We rated the evidence quality of NOS scores ≥7 as “moderate”, which meant we were moderately confident in the effect estimate and that the true effectiveness was likely to be close to the estimated effectiveness. It could be proven that the high-quality evidence or the strong recommendations need to be based on high-quality studies. Compared with the previous effectiveness estimate and quality assessment of the one-dose of varicella vaccine [39], which was studied relatively earlier, the studies included in this VE estimate were further improved in terms of information collection and presentation, case definition and exclusion, and paper writing.

However, we still found that the rating of the quality of some studies decreased due to information omission or inaccurate expression, rather than due to actual defects in methodology; this could likely explain why there was no significant difference in VE between studies in terms of NOS score-based quality. Therefore, it is suggested that technical guidelines must be formulated for observational studies in general, or even for observational studies on VE evaluation, including study design, data analysis, thesis writing, and other technical steps, to avoid the aforementioned problems for researchers and to improve the overall quality of evidence in China or on a global scale.

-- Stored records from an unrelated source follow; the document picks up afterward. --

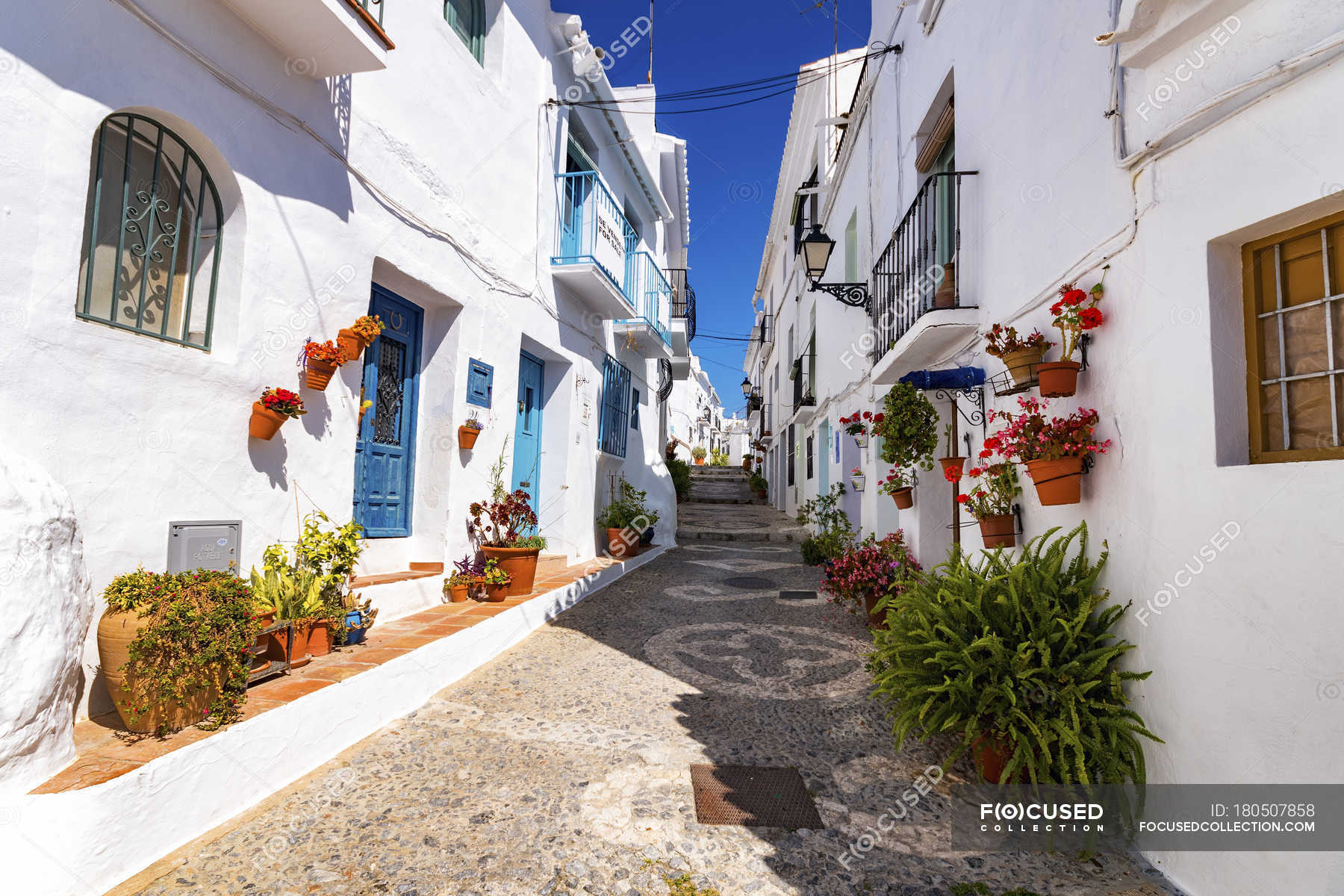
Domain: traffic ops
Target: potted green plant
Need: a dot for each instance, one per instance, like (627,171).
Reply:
(1019,660)
(275,408)
(320,361)
(175,648)
(1051,448)
(504,527)
(900,489)
(907,429)
(1019,354)
(497,581)
(356,337)
(862,575)
(470,432)
(991,503)
(1074,314)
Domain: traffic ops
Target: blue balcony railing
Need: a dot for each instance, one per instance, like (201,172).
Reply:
(594,231)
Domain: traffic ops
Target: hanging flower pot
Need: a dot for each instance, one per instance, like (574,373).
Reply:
(1058,379)
(999,531)
(275,408)
(1057,481)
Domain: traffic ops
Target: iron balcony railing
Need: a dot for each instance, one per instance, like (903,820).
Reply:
(917,272)
(594,231)
(683,300)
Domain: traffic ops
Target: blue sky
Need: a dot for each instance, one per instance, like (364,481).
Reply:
(732,153)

In addition to the aforementioned problems listed with the GRADE rating that affected the quality of evidence, our study still has several limitations. The relatively small number of study on two-dose varicella vaccine VE probably lead to the inaccurate evaluation of VE, as one study apparently had a large sample size and higher RR that might have increased the estimated value. The majority of the studies did not provide enough data to allow for a more detailed analysis of the vaccine types (domestic vaccine or imported vaccine), disease severity, and age of subjects, all of which may have a potential effect on VE or the waning immunity related to the occurrence of breakthrough varicella. The approach of GRADE to rating quality of evidence has a great requirement for knowledge of researchers in related fields, and it cannot eliminate the subjective judgment of researchers [16]. However, based on the systematic and transparent manner of the evaluation, we reduced subjective influence through parallel evaluation by multiple researchers as much as possible.

Conclusion

Available data from China showed that the VE of the two-dose varicella vaccine is relatively high. To prevent varicella, it is recommended that the two-dose immunization strategy could be considered for countries that need to further control varicella, but higher-quality evidence is needed as a supplement for a stronger recommendation. The approach of GRADE could be applied to rating quality of evidence in observational studies of VE. It is necessary to formulate a technical guideline for observational studies to improve the quality of evidence.